By June 15, 2023October 19th, 2023No Comments

Whether it’s a startup, nonprofit, or government organization, leadership is a key factor that ensures the organization meets its goals. For nonprofits, leadership is often composed of founders who took their passion for a cause and poured it into the organization. Since nonprofits are so mission-driven, keeping that mission going after a founder or key leader leaves can be tricky. Your nonprofit employees don’t just work for you because they need to — they are usually there because they also believe in the work they are doing and in the vision of the founder or leadership team.

Successfully hiring a successor to a founder or leader can be a long process. You have to balance the long-term vision of the leader against the short- and medium-term needs of the organization. You have to find someone as committed to the cause, as knowledgeable, and as willing and able to lead as you. You also have to make sure that the new leader can inspire the existing team to maintain their passion for the cause.

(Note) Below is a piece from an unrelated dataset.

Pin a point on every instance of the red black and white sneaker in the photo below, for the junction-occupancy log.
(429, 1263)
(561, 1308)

Here’s how to ensure your successor is the right one for the organization:

Source early and often

Finding the right successor isn’t simply a matter of posting something on a job board. Since the process of vetting a successor can take a long time, it should be top of mind when you attend cause-focused events, interact with similar organizations, or even take stock of your current team. As you start your search, you can use this opportunity to identify and list the characteristics, background, and knowledge base that a successful successor should have. Although you probably won’t find someone who fits everything perfectly, this is also an opportunity to find someone who may have skills or knowledge that the organization lacks and is capable of bringing new strengths and approaches the mission.

Nonprofit work is often more collaborative than the private sector, so you likely have an extensive network of peers in your field that you can draw from when you begin searching. Creating a list either of prospects far before you formally start the process of vetting these candidates will give you the best chance of finding the ideal successor.

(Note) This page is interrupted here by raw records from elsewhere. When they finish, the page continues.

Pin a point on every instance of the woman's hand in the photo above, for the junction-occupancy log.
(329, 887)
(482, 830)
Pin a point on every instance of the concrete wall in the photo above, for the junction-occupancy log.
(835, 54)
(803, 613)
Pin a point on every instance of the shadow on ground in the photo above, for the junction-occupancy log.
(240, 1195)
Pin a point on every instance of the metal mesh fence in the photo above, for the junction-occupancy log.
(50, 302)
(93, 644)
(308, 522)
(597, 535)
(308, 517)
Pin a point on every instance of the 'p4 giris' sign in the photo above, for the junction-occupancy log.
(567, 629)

Test for an alignment of values and culture

One of the things that makes a search for a successor so difficult is the tension between the current needs and goals of your organization and the possibilities of where someone new might take it. Often, current leadership has been responsible for creating the current environment, and they don’t necessarily have an incentive to make radical changes. However, a fresh set of eyes can perceive issues that might be getting missed. This means your successor shouldn’t always be someone who will keep doing the exact same things.

It is important for the organization’s board to identify the degree they are looking for the new leader to change things up, versus hold to the existing mission and processes.  As you start vetting candidates, you should think about what can and can’t change. What are the values of your organization, and what has to be preserved? Your ideal candidate should align on these fundamental points, even if they have different strategic and tactical methods.

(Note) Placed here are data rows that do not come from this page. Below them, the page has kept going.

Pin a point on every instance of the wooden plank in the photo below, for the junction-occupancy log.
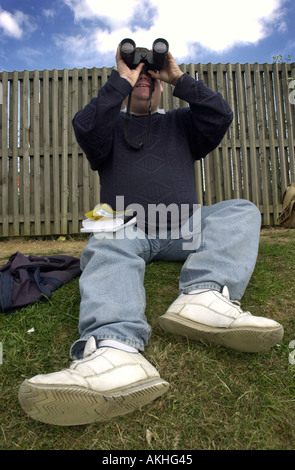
(25, 177)
(273, 161)
(36, 159)
(278, 100)
(251, 111)
(85, 166)
(64, 191)
(263, 152)
(74, 193)
(241, 97)
(4, 163)
(289, 110)
(14, 192)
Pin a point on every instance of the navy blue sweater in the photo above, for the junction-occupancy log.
(162, 172)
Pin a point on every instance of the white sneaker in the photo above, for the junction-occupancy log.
(106, 383)
(210, 316)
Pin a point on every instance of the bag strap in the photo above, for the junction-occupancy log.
(5, 292)
(288, 195)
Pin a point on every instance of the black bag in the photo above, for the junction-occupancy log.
(25, 280)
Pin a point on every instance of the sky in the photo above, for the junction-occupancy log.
(58, 34)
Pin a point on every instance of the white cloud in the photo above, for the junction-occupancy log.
(10, 24)
(16, 24)
(190, 26)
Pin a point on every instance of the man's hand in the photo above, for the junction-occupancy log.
(131, 75)
(170, 72)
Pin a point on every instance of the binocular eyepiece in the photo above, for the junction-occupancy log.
(153, 60)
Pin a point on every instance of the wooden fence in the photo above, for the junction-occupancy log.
(47, 185)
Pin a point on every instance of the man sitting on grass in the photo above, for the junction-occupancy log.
(147, 157)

Get input and buy-in from your team

When you consider where a change in leadership can have the most impact, staff engagement should be at the top of the list. Even if your leadership is changing for totally innocuous reasons (retirement, moving on to a new project, etc.), change can cause a great deal of stress for your team members. Thankfully, with enough planning, you can head this off.

Getting buy-in from your team members when identifying a successor can encompass several factors, but it should start with transparency. You should explain the “what” and “why” of the search as early in the process as you feel is appropriate and keep your door open to any questions or concerns.

Another way to get buy-in is to solicit feedback from your team about prospective successors or to gather information about where they’d like to see the organization go under new leadership. You can also circulate an anonymous survey to nail down what qualities they most appreciate from leadership as well as any they feel could be improved upon.

These steps might seem small, but they can go a long way towards giving your team members confidence that they have a seat at the table and that their concerns will be heard, no matter who is in leadership.

Bring them in and make sure it’s a fit

As any recruiter will tell you, some candidates can interview well, look good on paper, but still not work out. Transitioning to a successor is a high-profile and high-impact process, one option is to bring a prospect in for a part-time, consulting, or subordinate full-time role as part of their transition. In addition to the basic assessment of culture fit, face-to-face interaction with staff, and competence, you are also giving them a chance to identify organizational issues or shortcomings and to propose solutions.

This process also enables you to come up with a mutually beneficial succession arrangement. Depending on the situation, you might want to keep a founder around in a limited role, which may be aa path that offers the greatest chance of success. If you choose to make a clean break from past leadership, overlapping with their predecessor gives the new leader time to adjust to their new role and responsibilities before they are required to make impactful decisions. In either situation, giving them a limited role during a trial period can be an ideal way to assess their core competencies and leadership skills while giving you time to assess the timing and structure of the formal transition.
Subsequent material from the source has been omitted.